LAUSR

Abstract β-tricalcium phosphate (β-TCP) is an ideal biomaterial for the bone repair because of its biocompatibility and biodegradability. In this study, 0 mol%, 5 mol%, 15 mol% and 30%mol bivalent manganese ion (Mn2+) doped β-TCP (Mn-TCP) powders were synthesized by a sol-gel method. The amount of the dopants significantly influences the crystallinity and the parameters related with structure of β-TCP, such as the lattice parameters and crystallite dimensions. The particle size and the particle distribution of doped β-TCP powers were evaluated as well.
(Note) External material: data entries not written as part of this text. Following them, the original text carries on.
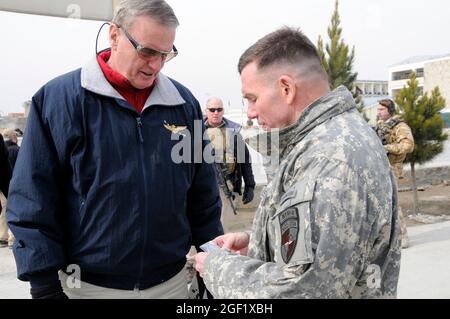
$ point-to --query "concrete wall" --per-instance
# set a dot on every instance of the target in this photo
(430, 176)
(437, 74)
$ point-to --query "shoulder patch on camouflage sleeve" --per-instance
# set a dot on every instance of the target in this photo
(289, 229)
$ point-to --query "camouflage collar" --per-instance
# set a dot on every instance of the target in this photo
(282, 141)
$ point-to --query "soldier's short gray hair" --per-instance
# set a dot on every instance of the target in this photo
(285, 45)
(160, 10)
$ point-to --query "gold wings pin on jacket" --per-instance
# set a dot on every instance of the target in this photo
(175, 129)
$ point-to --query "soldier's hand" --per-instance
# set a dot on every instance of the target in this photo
(248, 195)
(236, 242)
(200, 262)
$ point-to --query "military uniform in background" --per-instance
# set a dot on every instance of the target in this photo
(327, 225)
(231, 151)
(398, 141)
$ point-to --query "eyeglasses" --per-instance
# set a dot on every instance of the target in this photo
(214, 110)
(149, 53)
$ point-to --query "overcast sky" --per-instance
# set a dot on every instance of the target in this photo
(214, 33)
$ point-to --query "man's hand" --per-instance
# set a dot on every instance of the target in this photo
(248, 195)
(236, 242)
(199, 263)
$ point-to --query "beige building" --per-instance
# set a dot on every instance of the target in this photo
(371, 92)
(431, 71)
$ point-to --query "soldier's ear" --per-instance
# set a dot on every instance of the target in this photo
(287, 87)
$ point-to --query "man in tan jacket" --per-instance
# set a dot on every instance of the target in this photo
(398, 141)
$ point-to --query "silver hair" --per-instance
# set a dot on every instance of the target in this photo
(160, 10)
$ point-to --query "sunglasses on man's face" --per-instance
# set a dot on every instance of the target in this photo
(214, 110)
(150, 53)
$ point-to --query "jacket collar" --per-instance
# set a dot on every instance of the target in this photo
(281, 141)
(164, 93)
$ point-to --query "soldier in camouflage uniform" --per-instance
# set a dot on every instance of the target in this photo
(327, 225)
(232, 159)
(398, 141)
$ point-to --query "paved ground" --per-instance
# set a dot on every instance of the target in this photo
(425, 269)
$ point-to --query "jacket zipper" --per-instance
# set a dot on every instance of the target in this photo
(144, 199)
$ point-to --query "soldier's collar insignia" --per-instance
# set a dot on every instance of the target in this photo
(175, 129)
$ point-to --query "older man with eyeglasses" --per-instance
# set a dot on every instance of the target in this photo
(232, 157)
(96, 195)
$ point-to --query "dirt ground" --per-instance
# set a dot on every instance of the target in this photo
(434, 204)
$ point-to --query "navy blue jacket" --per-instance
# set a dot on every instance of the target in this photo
(95, 184)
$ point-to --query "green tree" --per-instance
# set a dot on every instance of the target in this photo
(337, 59)
(422, 115)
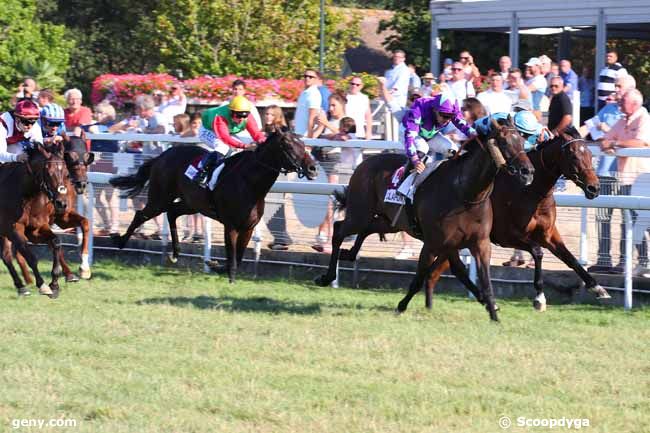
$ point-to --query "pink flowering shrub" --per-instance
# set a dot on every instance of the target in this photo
(120, 89)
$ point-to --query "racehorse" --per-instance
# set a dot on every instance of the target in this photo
(237, 201)
(40, 212)
(45, 172)
(452, 205)
(524, 217)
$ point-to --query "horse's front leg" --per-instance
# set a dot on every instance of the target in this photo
(540, 300)
(556, 246)
(72, 219)
(231, 237)
(482, 252)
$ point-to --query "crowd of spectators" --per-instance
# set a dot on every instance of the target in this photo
(546, 87)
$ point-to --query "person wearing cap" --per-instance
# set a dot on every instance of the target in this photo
(16, 127)
(225, 122)
(52, 117)
(536, 84)
(428, 81)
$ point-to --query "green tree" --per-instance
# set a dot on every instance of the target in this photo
(264, 38)
(30, 47)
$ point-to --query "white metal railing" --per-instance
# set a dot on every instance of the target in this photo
(626, 203)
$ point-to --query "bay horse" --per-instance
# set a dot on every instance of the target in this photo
(452, 205)
(39, 211)
(45, 172)
(237, 201)
(525, 217)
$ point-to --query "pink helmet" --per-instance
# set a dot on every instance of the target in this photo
(27, 109)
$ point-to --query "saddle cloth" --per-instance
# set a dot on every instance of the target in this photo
(196, 165)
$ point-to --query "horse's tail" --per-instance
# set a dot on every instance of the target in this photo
(134, 183)
(341, 198)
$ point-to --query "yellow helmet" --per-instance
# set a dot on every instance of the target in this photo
(240, 103)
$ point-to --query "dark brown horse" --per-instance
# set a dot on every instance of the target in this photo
(524, 217)
(39, 212)
(237, 201)
(45, 172)
(452, 205)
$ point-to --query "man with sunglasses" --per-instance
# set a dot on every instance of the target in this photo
(225, 122)
(17, 126)
(52, 118)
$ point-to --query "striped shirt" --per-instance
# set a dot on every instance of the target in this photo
(607, 78)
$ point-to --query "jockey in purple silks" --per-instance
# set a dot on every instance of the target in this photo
(426, 118)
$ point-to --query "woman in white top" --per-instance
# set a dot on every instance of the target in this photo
(358, 108)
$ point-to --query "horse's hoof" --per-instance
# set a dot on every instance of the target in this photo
(44, 289)
(599, 291)
(85, 274)
(322, 281)
(346, 256)
(71, 278)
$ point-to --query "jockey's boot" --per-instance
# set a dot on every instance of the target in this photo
(412, 220)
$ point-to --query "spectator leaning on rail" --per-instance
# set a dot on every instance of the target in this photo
(225, 122)
(607, 170)
(495, 100)
(17, 126)
(608, 76)
(398, 78)
(309, 104)
(633, 130)
(560, 111)
(76, 114)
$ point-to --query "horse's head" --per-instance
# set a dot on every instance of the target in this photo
(292, 154)
(50, 173)
(576, 163)
(77, 160)
(506, 147)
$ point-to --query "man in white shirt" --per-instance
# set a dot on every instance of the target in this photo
(398, 77)
(462, 88)
(495, 99)
(309, 105)
(536, 84)
(358, 108)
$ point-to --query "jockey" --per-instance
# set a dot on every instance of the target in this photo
(526, 124)
(225, 122)
(52, 117)
(16, 127)
(426, 117)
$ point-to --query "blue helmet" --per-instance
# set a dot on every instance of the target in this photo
(526, 123)
(53, 113)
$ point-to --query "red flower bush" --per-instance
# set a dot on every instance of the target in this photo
(120, 89)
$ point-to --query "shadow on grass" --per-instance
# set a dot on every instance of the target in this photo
(258, 304)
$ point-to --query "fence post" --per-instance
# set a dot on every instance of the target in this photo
(207, 242)
(584, 242)
(90, 216)
(629, 242)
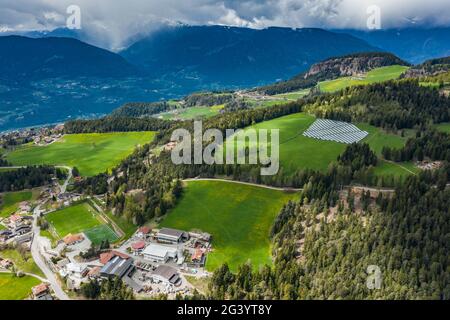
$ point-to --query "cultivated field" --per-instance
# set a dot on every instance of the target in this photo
(9, 201)
(190, 113)
(238, 216)
(91, 153)
(14, 288)
(300, 152)
(78, 218)
(373, 76)
(444, 127)
(101, 233)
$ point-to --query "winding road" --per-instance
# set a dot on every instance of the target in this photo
(36, 243)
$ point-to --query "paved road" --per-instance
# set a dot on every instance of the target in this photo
(38, 259)
(69, 176)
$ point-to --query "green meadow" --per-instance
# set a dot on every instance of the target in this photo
(300, 152)
(81, 217)
(293, 95)
(9, 201)
(190, 113)
(15, 288)
(373, 76)
(444, 127)
(238, 217)
(91, 153)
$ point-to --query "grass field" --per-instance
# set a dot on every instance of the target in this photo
(299, 152)
(190, 113)
(127, 227)
(25, 264)
(373, 76)
(444, 127)
(10, 201)
(378, 138)
(238, 217)
(100, 233)
(14, 288)
(91, 153)
(78, 218)
(73, 219)
(293, 95)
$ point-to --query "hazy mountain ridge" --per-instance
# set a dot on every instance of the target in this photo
(429, 68)
(332, 68)
(238, 55)
(414, 45)
(23, 58)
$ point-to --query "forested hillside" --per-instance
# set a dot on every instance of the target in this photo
(332, 68)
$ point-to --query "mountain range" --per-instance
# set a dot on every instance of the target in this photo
(52, 76)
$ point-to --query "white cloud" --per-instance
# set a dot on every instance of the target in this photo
(112, 22)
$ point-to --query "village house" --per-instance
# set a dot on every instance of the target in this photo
(171, 235)
(143, 232)
(41, 292)
(158, 253)
(72, 239)
(137, 247)
(105, 257)
(117, 267)
(166, 275)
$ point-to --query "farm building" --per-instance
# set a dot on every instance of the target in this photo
(159, 253)
(138, 246)
(72, 239)
(105, 257)
(338, 131)
(167, 275)
(172, 235)
(41, 292)
(117, 267)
Meanwhile, the as-synthesized powders were consolidated by sintering at 1000 °C in muffle furnace for 5 h to get Mn-TCP porous material and the degradation experiment was carried out in Simulated Body Fluid (SBF) solution for 28 days. Then, Mn-TCP porous material were characterized by Fourier-transform infrared spectroscopy (FTIR), X-ray diffraction (XRD), and scanning electron microscope (SEM). Significantly, there were bone-like apatite materials deposited on the surface of bone-like porous materials. With the increasing doping amount of Mn2+, the newly formed apatite-like materials decreased, while the crystallinity increased significantly. Besides, pH results showed that alkaline environment was more favorable for the formation of sedimentary materials.